HuggingFaceDocBuilderDev · 2024-08-28T19:21:42Z

The docs for this PR live here. All of your documentation changes will be reflected on that endpoint. The docs are available until 30 days after the last update.

mayank31398 · 2024-08-28T20:07:40Z

Hi this makes sense.
I had added the nn.RMSNorm class
but looks like there is some issue with fp16 as well: pytorch/pytorch#134106

ArthurZucker

thanks

NielsRogge · 2024-08-29T14:46:14Z

Should I run slow tests or can this be merged as-is?
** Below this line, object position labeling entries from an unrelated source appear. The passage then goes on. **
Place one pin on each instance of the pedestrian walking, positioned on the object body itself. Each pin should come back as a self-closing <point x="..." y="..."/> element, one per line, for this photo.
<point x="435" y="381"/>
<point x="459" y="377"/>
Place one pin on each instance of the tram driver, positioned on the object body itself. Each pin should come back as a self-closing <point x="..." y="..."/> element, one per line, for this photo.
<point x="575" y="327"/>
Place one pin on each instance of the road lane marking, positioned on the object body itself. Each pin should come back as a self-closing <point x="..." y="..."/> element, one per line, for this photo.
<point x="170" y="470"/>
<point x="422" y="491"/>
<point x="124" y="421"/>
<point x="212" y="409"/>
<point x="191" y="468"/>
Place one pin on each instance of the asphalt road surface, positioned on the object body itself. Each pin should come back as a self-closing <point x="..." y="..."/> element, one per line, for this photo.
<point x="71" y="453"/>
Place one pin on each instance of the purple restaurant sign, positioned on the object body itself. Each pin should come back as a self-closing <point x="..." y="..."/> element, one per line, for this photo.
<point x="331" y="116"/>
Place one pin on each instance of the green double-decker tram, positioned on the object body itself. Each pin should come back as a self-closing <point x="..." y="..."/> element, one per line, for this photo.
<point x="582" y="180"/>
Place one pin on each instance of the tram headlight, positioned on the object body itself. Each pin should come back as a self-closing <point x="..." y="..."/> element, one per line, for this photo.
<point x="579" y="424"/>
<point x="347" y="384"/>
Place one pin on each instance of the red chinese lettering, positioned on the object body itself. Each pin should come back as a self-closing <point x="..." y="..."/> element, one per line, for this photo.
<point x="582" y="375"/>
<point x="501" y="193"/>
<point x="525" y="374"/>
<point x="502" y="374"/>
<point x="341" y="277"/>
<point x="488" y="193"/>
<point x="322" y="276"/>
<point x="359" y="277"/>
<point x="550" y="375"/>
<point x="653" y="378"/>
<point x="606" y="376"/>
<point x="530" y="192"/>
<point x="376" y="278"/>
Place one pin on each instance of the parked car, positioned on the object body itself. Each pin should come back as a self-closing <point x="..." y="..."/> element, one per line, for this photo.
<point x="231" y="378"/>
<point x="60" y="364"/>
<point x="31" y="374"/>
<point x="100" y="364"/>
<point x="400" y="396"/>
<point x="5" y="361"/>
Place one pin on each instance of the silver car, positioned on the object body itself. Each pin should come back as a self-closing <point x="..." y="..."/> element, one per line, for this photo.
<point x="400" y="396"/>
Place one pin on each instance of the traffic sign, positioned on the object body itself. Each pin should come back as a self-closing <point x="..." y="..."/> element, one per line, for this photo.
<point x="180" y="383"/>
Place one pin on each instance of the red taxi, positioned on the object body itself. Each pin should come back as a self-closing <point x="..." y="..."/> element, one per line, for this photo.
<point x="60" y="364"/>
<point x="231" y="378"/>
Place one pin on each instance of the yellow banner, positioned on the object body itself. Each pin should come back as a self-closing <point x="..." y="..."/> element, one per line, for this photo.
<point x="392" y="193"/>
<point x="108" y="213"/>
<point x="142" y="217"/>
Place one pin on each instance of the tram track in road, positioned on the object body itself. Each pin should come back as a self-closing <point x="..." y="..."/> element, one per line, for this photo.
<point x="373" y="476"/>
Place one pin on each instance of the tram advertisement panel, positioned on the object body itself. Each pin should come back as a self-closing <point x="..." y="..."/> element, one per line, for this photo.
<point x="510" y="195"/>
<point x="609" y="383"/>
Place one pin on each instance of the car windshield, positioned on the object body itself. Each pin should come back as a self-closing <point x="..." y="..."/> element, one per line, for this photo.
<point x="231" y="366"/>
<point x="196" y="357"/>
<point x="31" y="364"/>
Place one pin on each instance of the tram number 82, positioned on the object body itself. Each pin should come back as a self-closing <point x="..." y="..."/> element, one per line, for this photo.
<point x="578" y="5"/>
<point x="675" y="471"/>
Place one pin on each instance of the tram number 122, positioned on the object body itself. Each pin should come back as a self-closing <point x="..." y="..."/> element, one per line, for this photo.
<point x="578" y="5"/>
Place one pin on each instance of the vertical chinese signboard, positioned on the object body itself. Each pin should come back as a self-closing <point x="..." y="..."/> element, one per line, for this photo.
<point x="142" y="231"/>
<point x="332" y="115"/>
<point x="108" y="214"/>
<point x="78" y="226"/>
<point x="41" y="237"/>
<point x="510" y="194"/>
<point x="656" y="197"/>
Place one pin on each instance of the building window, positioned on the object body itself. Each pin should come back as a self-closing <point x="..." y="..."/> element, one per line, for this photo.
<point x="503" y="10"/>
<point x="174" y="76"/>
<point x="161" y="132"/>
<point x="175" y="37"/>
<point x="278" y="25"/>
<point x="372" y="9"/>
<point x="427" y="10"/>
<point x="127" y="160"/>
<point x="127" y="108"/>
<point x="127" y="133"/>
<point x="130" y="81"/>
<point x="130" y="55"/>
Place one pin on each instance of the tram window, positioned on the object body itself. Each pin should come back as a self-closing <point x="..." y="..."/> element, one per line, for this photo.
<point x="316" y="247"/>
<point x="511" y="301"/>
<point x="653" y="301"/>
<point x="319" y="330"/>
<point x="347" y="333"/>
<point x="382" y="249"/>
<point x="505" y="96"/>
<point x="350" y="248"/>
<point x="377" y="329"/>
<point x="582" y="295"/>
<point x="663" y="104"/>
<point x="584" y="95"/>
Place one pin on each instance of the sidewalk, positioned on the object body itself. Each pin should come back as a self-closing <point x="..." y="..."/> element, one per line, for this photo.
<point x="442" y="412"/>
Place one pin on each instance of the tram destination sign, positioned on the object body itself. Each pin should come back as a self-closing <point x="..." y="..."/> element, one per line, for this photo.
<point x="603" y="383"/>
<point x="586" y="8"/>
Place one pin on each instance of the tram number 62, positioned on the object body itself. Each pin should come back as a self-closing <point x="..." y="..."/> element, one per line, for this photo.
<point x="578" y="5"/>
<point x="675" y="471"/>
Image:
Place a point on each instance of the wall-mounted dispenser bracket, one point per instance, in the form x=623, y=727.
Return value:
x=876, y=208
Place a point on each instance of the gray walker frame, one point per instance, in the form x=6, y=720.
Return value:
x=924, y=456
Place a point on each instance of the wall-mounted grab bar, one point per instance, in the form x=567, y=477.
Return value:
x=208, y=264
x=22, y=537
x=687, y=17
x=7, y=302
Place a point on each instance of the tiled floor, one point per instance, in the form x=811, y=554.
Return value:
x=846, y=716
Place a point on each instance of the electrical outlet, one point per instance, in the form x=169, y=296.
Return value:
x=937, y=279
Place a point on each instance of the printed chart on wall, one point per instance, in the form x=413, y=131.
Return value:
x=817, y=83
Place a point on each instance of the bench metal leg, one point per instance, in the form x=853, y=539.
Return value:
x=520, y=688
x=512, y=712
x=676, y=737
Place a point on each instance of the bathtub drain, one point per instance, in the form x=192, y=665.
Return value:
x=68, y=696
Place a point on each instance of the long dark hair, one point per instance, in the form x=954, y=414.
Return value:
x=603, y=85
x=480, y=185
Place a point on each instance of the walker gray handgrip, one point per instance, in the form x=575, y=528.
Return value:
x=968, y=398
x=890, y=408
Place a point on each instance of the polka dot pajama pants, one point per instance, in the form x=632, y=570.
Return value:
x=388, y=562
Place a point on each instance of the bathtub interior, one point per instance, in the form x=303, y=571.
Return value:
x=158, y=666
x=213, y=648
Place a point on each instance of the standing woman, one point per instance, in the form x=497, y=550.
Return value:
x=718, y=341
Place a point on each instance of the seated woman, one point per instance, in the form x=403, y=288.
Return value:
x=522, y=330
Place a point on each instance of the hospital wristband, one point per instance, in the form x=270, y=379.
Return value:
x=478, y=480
mayank31398 · 2024-08-29T15:02:29Z

might be better to run slow tests on the granite class @NielsRogge

NielsRogge · 2024-08-30T10:30:16Z

Seems like the slow tests are failing (cc @ydshieh), but I assume it's safe to merge this PR since the following passes

from torch import nn
import torch


class GraniteRMSNorm(nn.Module):
    def __init__(self, hidden_size, eps=1e-6):
        """
        GraniteRMSNorm is equivalent to T5LayerNorm
        """
        super().__init__()
        self.weight = nn.Parameter(torch.ones(hidden_size))
        self.variance_epsilon = eps

    def forward(self, hidden_states):
        input_dtype = hidden_states.dtype
        hidden_states = hidden_states.to(torch.float32)
        variance = hidden_states.pow(2).mean(-1, keepdim=True)
        hidden_states = hidden_states * torch.rsqrt(variance + self.variance_epsilon)
        return self.weight * hidden_states.to(input_dtype)

    def extra_repr(self):
        return f"{tuple(self.weight.shape)}, eps={self.variance_epsilon}"
    

a = torch.nn.RMSNorm(10)

b = GraniteRMSNorm(10)

assert a.weight.shape == b.weight.shape

c = torch.randn(1, 10)

assert torch.allclose(a(c), b(c))

iamsaurabhgupt · 2024-08-30T19:24:01Z

when will this release to fix transformers?
creating lot of conflicts as pytorch==2.4 is not supported by many packages like vllm, flash_attn, etc.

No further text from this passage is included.